Residual network intelligent prediction method for hypersonic inlet internal contraction basic flowfield

This study aims to establish a rapid prediction method for hypersonic inlet internal contraction basic flowfield to improve the design efficiency of inward-turning inlets. The focus of this study is to develop a reliable prediction model capable of quickly predicting flow field distributions of hypersonic inlet basic flowfield without conducting time-consuming CFD (computational fluid dynamics) simulations.

A parametric design approach using quasi-uniform B-spline methods was implemented to characterize the internal contraction basic flowfield. This parametric representation captured key geometric features, including initial compression angle, tangent angle at the end of outer compression, total contraction ratio, internal contraction ratio, and exit direction angle. Based on this parameterization, a comprehensive dataset of flowfield samples was generated through high-fidelity CFD simulations. A deep learning framework based on the residual neural network (ResNet) architecture was then developed to predict flowfield characteristics from geometric parameters. The network was structured with multiple residual blocks to effectively learn the complex relationships between inlet geometry parameters and flowfield properties. Image quality assessment metrics including PSNR (peak signal-to-noise ratio) and SSIM (structural similarity index ) were employed to quantitatively evaluate the prediction accuracy by comparing the neural network outputs with reference CFD results.

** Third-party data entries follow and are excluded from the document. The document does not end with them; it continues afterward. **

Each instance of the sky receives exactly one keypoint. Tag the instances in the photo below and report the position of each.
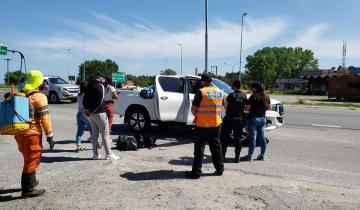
(143, 36)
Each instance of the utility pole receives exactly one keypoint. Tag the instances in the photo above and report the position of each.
(68, 52)
(344, 54)
(165, 64)
(180, 58)
(242, 26)
(7, 67)
(206, 36)
(84, 76)
(215, 69)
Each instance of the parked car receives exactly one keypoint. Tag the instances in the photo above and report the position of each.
(59, 89)
(169, 101)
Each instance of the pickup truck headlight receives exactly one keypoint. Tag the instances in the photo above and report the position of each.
(63, 89)
(274, 107)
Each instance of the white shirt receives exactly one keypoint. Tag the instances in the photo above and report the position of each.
(80, 100)
(108, 94)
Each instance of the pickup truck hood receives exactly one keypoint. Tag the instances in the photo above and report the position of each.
(68, 86)
(274, 101)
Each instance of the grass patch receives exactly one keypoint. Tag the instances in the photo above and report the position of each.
(325, 104)
(300, 101)
(4, 86)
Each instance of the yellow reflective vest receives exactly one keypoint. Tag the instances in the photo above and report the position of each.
(209, 112)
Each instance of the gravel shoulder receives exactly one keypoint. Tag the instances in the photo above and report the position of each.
(300, 173)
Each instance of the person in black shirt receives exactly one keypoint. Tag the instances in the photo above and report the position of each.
(258, 103)
(233, 120)
(94, 105)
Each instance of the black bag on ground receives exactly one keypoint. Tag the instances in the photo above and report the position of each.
(145, 141)
(126, 143)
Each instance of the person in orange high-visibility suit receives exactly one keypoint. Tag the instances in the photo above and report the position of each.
(30, 142)
(206, 108)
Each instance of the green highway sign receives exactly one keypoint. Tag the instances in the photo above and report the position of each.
(3, 50)
(118, 77)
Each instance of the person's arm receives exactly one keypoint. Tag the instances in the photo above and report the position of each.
(268, 104)
(196, 102)
(193, 110)
(226, 101)
(114, 95)
(247, 104)
(42, 111)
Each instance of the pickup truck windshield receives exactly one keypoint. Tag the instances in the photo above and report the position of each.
(222, 86)
(57, 81)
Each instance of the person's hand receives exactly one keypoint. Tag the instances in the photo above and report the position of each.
(51, 142)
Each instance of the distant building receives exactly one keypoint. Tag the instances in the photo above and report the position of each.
(317, 80)
(128, 84)
(292, 84)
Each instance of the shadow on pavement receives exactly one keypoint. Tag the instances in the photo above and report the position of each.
(9, 197)
(173, 135)
(154, 175)
(186, 160)
(58, 150)
(66, 142)
(46, 159)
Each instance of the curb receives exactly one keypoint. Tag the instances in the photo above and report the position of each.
(322, 107)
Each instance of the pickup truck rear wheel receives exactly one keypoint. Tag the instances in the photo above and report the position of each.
(139, 120)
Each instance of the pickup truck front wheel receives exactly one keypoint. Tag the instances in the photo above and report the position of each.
(138, 120)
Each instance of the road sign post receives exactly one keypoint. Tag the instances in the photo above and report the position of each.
(118, 77)
(3, 49)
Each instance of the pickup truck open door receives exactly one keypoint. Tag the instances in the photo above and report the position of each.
(170, 99)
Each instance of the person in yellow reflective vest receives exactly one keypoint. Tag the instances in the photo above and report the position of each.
(206, 108)
(30, 142)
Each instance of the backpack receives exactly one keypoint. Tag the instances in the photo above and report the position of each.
(133, 143)
(92, 97)
(126, 143)
(14, 115)
(145, 141)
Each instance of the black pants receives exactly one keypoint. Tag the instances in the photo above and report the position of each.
(212, 137)
(229, 125)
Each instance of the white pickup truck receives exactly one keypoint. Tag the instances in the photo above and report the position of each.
(169, 101)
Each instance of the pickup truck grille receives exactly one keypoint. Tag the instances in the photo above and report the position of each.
(73, 90)
(278, 108)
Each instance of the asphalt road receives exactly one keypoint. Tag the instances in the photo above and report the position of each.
(315, 146)
(320, 145)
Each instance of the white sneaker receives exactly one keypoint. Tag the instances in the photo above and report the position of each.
(96, 157)
(112, 157)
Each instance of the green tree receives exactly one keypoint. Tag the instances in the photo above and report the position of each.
(94, 66)
(168, 72)
(144, 81)
(14, 77)
(268, 64)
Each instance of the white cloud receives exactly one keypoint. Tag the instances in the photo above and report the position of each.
(106, 36)
(316, 38)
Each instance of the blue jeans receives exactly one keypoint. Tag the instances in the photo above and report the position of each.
(82, 121)
(256, 127)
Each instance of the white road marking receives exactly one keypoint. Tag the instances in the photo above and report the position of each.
(328, 126)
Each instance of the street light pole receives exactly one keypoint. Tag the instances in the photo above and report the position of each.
(206, 36)
(7, 67)
(232, 66)
(242, 26)
(68, 52)
(165, 64)
(180, 58)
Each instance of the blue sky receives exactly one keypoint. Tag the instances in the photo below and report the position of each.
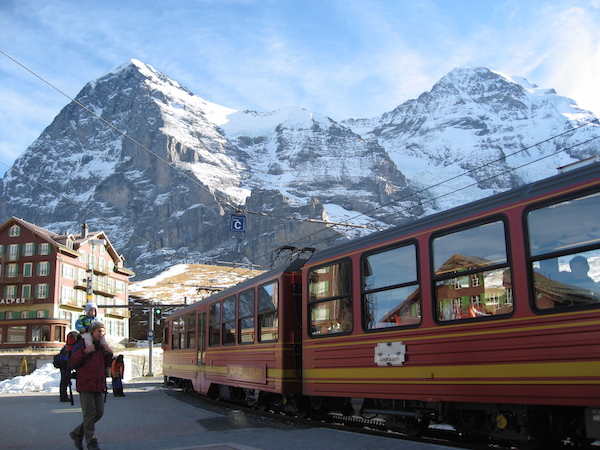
(341, 58)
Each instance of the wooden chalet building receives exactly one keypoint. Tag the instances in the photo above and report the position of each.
(47, 278)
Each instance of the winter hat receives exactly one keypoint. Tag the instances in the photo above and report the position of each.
(89, 306)
(97, 324)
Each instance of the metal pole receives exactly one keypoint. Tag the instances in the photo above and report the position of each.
(90, 290)
(150, 340)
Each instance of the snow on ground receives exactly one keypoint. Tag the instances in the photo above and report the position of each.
(47, 378)
(44, 379)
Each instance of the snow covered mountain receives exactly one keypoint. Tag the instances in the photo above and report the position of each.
(160, 169)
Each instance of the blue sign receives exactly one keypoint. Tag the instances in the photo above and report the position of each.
(238, 223)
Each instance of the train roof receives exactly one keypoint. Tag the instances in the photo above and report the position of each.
(570, 177)
(293, 266)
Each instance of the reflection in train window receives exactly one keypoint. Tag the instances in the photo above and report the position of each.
(391, 295)
(330, 303)
(472, 278)
(214, 325)
(229, 321)
(268, 312)
(190, 331)
(564, 243)
(246, 316)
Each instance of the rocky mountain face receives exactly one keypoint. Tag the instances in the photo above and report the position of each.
(161, 170)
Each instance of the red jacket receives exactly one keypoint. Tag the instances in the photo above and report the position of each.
(91, 376)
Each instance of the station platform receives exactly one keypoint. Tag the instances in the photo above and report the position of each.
(148, 418)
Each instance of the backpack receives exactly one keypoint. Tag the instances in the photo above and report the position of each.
(60, 359)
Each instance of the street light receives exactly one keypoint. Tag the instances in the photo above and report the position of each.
(90, 287)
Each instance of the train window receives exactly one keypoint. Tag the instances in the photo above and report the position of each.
(215, 324)
(391, 295)
(268, 313)
(190, 330)
(330, 303)
(201, 337)
(246, 317)
(229, 321)
(472, 276)
(177, 332)
(564, 245)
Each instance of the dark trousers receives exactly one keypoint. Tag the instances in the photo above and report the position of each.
(64, 384)
(92, 404)
(118, 387)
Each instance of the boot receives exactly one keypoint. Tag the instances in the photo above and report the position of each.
(77, 439)
(93, 445)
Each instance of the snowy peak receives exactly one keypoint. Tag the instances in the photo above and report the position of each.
(253, 124)
(199, 161)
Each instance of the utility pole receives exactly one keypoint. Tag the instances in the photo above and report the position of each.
(150, 339)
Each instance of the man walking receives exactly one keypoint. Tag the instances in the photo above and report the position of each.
(91, 384)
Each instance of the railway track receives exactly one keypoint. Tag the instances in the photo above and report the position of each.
(372, 426)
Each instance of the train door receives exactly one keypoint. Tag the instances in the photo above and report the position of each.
(201, 370)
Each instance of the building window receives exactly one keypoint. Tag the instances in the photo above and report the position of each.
(12, 270)
(59, 333)
(13, 252)
(29, 249)
(14, 231)
(67, 294)
(41, 290)
(43, 268)
(11, 292)
(16, 334)
(68, 271)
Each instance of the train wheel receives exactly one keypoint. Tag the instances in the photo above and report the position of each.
(411, 426)
(317, 403)
(303, 407)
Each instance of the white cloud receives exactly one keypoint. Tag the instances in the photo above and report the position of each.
(342, 58)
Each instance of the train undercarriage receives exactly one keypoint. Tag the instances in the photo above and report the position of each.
(525, 427)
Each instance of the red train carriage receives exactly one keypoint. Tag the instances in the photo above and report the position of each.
(242, 344)
(486, 317)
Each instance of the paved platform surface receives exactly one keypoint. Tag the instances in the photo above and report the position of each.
(148, 418)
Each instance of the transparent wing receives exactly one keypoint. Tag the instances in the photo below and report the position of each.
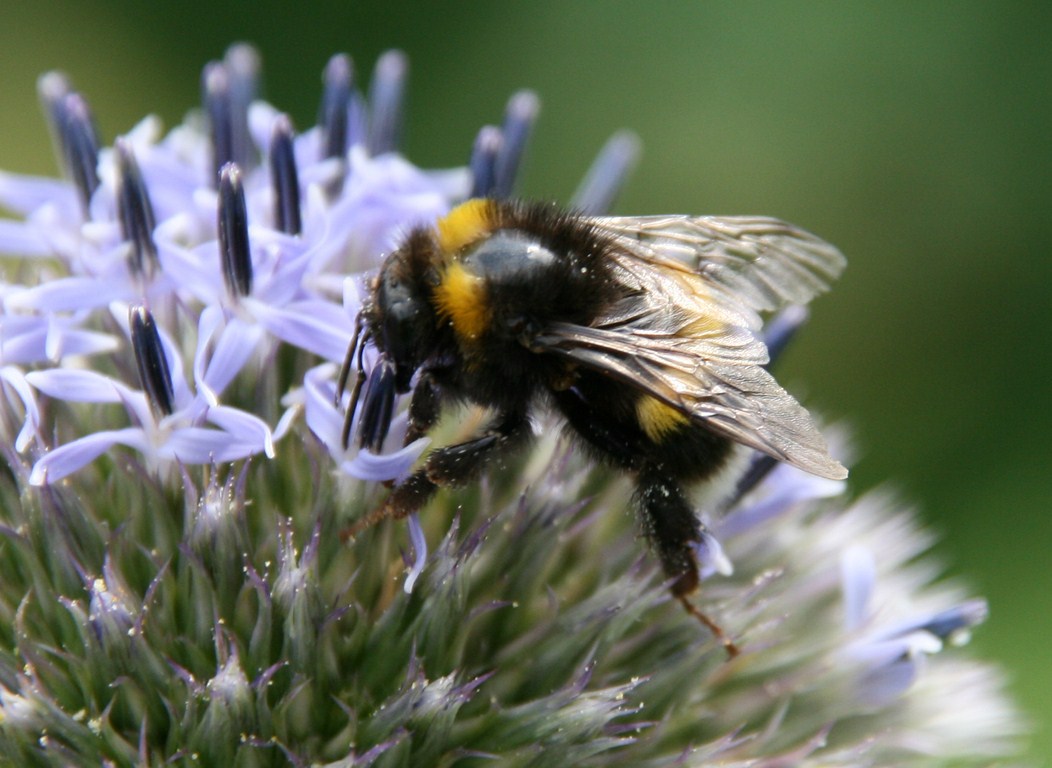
(766, 263)
(684, 330)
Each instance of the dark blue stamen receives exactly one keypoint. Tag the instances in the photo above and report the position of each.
(74, 134)
(135, 210)
(234, 251)
(387, 102)
(216, 94)
(519, 119)
(336, 100)
(946, 623)
(150, 360)
(607, 175)
(335, 114)
(242, 63)
(284, 178)
(487, 146)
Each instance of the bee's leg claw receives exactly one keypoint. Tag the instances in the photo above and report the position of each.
(404, 500)
(717, 631)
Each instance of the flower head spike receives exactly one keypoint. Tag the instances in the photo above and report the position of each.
(168, 421)
(170, 607)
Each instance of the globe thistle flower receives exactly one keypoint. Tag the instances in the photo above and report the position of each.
(190, 296)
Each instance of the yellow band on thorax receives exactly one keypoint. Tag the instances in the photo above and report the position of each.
(465, 224)
(656, 418)
(461, 298)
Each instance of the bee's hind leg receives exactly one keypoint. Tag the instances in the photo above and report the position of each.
(674, 531)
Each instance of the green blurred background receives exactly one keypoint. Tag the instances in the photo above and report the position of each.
(915, 136)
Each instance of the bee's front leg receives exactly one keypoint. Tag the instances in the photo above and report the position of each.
(452, 465)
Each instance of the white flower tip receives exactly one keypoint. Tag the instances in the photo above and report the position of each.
(38, 476)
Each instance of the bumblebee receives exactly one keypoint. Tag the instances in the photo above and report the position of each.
(640, 331)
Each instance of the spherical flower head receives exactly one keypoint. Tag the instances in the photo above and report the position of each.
(185, 577)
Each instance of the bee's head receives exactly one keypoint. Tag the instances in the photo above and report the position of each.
(400, 322)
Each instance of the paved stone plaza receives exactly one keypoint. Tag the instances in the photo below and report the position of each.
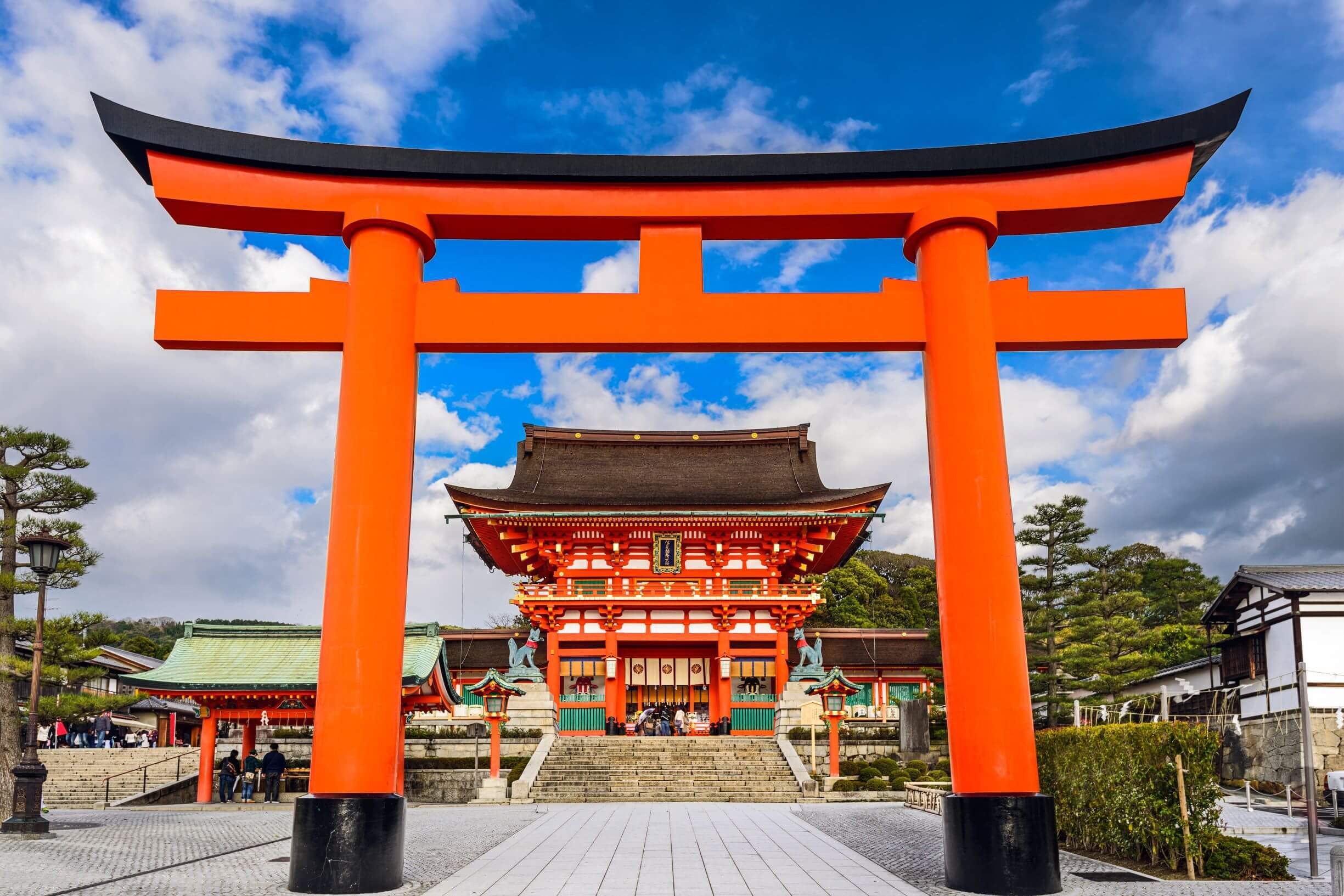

The established prediction model for hypersonic inlet internal contraction basic flowfield demonstrates high accuracy, with excellent reconstruction precision for both the overall flowfield and critical regions. From a quantitative assessment perspective, the test set samples show an overall average peak signal-to-noise ratio of 42.51 dB and an average structural similarity index of 0.9973, indicating high fidelity of the flowfield prediction model. For predictions focusing on critical flow regions, although the peak signal-to-noise ratio and structural similarity index decrease slightly, they still maintain high levels, demonstrating that the prediction model possesses strong predictive capability for critical regions. Furthermore, wall characteristics and shock wave shape distributions were extracted from selected test set samples and compared with actual conditions, showing a high degree of agreement. This confirms that the model also achieves high precision in predicting key flow field features.

Parametric design of internal contraction and centerbody basic flowfield was achieved based on quasi-uniform B-splines. This method enables parametric expression of key geometric features of the basic flowfield, such as initial compression angle, downwash angle, total contraction ratio, internal contraction ratio, and exit direction angle, providing an effective tool for basic flowfield sample generation. A rapid prediction model for hypersonic internal contraction basic flowfield was constructed based on a data-driven residual neural network architecture. This model demonstrates high accuracy in predicting flowfield characteristics and performance distributions, with an overall flowfield average peak signal-to-noise ratio of 42.51 dB and average structural similarity index above 0.99. It exhibits good fidelity for flowfield prediction within the design geometric parameter sample space. Image evaluation methods were used to assess key flow field features in the internal contraction basic flowfield. Results indicate that the prediction model can accurately capture shock wave shapes, wall characteristics distributions, with overall trends conforming to expectations, demonstrating good feature extraction and flowfield prediction capabilities.